= Reg Graycar =

Australian lawyer and academic

Reg Graycar (Regina Graycar) is an Australian lawyer and academic. By 1992 she was an associate professor at the University of New South Wales, and already working on the ways in which the law was biased against women. From 1997 to 2012 she was a professor of law at the University of Sydney and she served as Commissioner of the NSW Law Reform Commission from 1998 to 2002. She has served on the advisory board for the Australian Feminist Law Journal. Since her return to the NSW bar in late 2012 she became emeritus professor of the Law School of the University of Sydney. She is currently (2024) a senior member of the NSW Civil and Administrative Tribunal.

Graycar was awarded a Bachelor of Laws (Hons) degree from the University of Adelaide in 1978 and a Master of Laws degree from Harvard University in 1981.

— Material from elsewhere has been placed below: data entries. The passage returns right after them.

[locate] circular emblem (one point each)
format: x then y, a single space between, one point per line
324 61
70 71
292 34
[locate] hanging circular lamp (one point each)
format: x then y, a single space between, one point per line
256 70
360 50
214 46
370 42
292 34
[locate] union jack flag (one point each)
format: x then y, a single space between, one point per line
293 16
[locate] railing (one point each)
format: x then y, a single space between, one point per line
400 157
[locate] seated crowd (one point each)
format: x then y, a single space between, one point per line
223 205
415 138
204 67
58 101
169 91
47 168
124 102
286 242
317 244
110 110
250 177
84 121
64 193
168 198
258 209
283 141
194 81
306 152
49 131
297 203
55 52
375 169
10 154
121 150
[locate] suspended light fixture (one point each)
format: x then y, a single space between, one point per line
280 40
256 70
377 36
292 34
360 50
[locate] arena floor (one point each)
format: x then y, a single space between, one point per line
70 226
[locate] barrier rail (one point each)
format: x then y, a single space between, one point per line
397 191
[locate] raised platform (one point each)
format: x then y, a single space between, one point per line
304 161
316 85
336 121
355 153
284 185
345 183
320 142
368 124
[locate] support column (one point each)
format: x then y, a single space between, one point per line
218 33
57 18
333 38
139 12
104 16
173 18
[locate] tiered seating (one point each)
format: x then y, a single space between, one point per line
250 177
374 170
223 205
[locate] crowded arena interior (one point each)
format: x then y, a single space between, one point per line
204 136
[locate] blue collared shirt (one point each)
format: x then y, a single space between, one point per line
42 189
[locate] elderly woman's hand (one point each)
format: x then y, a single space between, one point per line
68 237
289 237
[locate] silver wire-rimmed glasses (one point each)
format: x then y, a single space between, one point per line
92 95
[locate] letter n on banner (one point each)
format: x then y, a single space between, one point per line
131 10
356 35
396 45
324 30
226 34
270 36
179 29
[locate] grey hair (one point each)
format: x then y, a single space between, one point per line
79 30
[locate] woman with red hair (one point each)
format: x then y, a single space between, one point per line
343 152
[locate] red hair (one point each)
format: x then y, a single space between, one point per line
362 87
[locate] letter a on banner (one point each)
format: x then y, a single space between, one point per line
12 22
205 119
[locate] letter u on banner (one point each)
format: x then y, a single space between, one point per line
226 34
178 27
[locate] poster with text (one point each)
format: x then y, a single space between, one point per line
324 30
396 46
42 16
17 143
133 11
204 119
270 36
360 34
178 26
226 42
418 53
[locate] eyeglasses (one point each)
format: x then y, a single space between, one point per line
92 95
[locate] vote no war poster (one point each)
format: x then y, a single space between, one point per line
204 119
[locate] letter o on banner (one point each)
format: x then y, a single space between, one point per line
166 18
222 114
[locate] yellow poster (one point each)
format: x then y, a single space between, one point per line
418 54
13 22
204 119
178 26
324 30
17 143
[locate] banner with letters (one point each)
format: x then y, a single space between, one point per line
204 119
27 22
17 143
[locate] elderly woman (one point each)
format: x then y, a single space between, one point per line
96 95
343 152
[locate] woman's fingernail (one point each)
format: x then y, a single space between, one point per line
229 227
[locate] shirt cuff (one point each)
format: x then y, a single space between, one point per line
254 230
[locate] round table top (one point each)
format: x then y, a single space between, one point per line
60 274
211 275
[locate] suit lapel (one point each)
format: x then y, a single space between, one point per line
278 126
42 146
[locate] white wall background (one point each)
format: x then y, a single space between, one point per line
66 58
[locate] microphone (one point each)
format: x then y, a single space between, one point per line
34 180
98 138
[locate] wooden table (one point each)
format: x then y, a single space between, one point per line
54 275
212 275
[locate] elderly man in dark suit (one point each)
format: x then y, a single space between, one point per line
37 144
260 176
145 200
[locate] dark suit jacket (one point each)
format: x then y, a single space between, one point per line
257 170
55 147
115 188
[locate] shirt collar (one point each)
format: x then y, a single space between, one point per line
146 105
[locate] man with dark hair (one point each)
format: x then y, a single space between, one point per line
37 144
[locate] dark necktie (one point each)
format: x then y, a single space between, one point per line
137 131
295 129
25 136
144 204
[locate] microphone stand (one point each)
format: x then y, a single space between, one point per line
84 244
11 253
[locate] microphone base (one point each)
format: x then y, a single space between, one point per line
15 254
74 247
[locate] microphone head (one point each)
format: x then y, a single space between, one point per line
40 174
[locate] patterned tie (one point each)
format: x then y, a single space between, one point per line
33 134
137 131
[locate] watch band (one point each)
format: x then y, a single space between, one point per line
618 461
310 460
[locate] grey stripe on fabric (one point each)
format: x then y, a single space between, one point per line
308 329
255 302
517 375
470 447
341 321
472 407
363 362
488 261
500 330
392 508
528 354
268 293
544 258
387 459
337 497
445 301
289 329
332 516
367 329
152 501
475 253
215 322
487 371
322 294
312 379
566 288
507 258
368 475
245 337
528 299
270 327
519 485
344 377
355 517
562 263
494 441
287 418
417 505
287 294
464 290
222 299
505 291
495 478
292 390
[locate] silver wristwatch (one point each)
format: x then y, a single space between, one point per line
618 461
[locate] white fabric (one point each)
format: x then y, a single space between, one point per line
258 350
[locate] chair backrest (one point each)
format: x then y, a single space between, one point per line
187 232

Graycar has explored the concept of family under Australian law, gender bias in Australian law & judgments, working at the intersection of feminism and the law, and is co-author with Jenny Morgan of The Hidden Gender of Law. Her work addresses the systematic failures of the legal system for those who are largely unrepresented in the legal system, including not only women, but adolescents, the institutionally abused, and aborigenes. Given that she is addressing systemic failure, her work encompasses administrative law, constitutional law, the law of torts, legal systems and processes, together with law reform and legal responses to systemic injuries.